UCLA researchers have identified a new gene involved in Parkinson’s disease; the discovery might lead to new treatments, and possibly a cure, for the neurodegenerative disorder. The findings were published on June 4, 2014, in the journal eLife.
The study authors note that Parkinson’s disease is the second most common neurodegenerative disorder after Alzheimer’s disease. No cure is available for the disease, which is diagnosed in approximately 60,000 Americans each year. It is estimated that currently approximately 1 million Americans suffer from the disorder; this number is greater than the number of individuals who are diagnosed with multiple sclerosis, muscular dystrophy and amyotrophic lateral sclerosis (ALS; Lou Gehrig’s disease) combined. Parkinson’s disease is due to the impairment or loss of multiple neurons in the brain over time. The result is symptoms such as movement impairments, including tremor, rigidity, slowness in movement and difficulty walking, as well as depression, anxiety, sleeping difficulties, and dementia, explained study team leader Dr. Ming Guo, an associate professor of neurology and pharmacology and a practicing neurologist at UCLA.
In inherited cases of the disease, a small number of genes have been implicated. The UCLA research team was one of two groups worldwide, which first reported in 2006 in the journal Nature, that two of these genes, PTEN-induced putative kinase 1 (PINK1) and PARKIN, work together to maintain the health of mitochondria. These structures are sometimes described as “cellular power plants” because they generate most of the cell’s supply of adenosine triphosphate (ATP), used as a source of chemical energy. These structures are sometimes described as “cellular power plants” because they generate most of the cell's supply of adenosine triphosphate (ATP), used as a source of chemical energy. Mutations in these genes lead to early-onset Parkinson’s disease.

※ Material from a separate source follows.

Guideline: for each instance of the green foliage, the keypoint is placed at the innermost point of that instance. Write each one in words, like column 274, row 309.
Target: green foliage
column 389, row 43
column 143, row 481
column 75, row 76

The investigators showed that when PINK1 and PARKIN are functioning normally, they help maintain the regular shape of healthy mitochondria and stimulate elimination of damaged mitochondria. The accumulation of unhealthy or damaged mitochondria in nerve cells and muscles eventually results in Parkinson’s disease. In the five-year study, the researchers found that the new gene, called MUL1 (also known as MULAN and MAPL), plays a significant role in facilitating the pathology of the PINK1 and PARKIN. The study, which was conducted on fruit flies and mice, revealed that providing an extra amount of MUL1 reverses the mitochondrial damage due to mutated PINK/PARKIN; in contrast, inhibiting MUL1 in mutant PINK1/PARKIN exacerbates (worsens) the damage to the mitochondria. Furthermore, the investigators found that removing MUL1 from mouse neurons of the PARKIN disease model causes unhealthy mitochondria and degeneration of the neurons.
“We are very excited about this finding,” noted Dr. Guo. She added, “There are several implications to this work, including that MUL1 appears to be a very promising drug target and that it may constitute a new pathway regulating the quality of mitochondria.” She described the study as “a major advancement in Parkinson’s disease research.” She explained, “We show that MUL1 dosage is key and optimizing its function is crucial for brain health and to ward off Parkinson’s disease. Our work proves that mitochondrial health is of central importance to keep us from suffering from neurodegeneration. Further, finding a drug that can enhance MUL1 function would be of great benefit to patients with Parkinson’s disease.”
The next phase of this research for Dr. Guo’s team will be to will test these results in more complex organisms; in so doing, they hope to reveal additional functions and mechanisms of MUL1. In addition, the researchers will conduct small molecule screens to help identify potential compounds that specifically target MUL1. They also will assess whether mutations in MUL1 exist in some patients with inherited forms of Parkinson’s disease.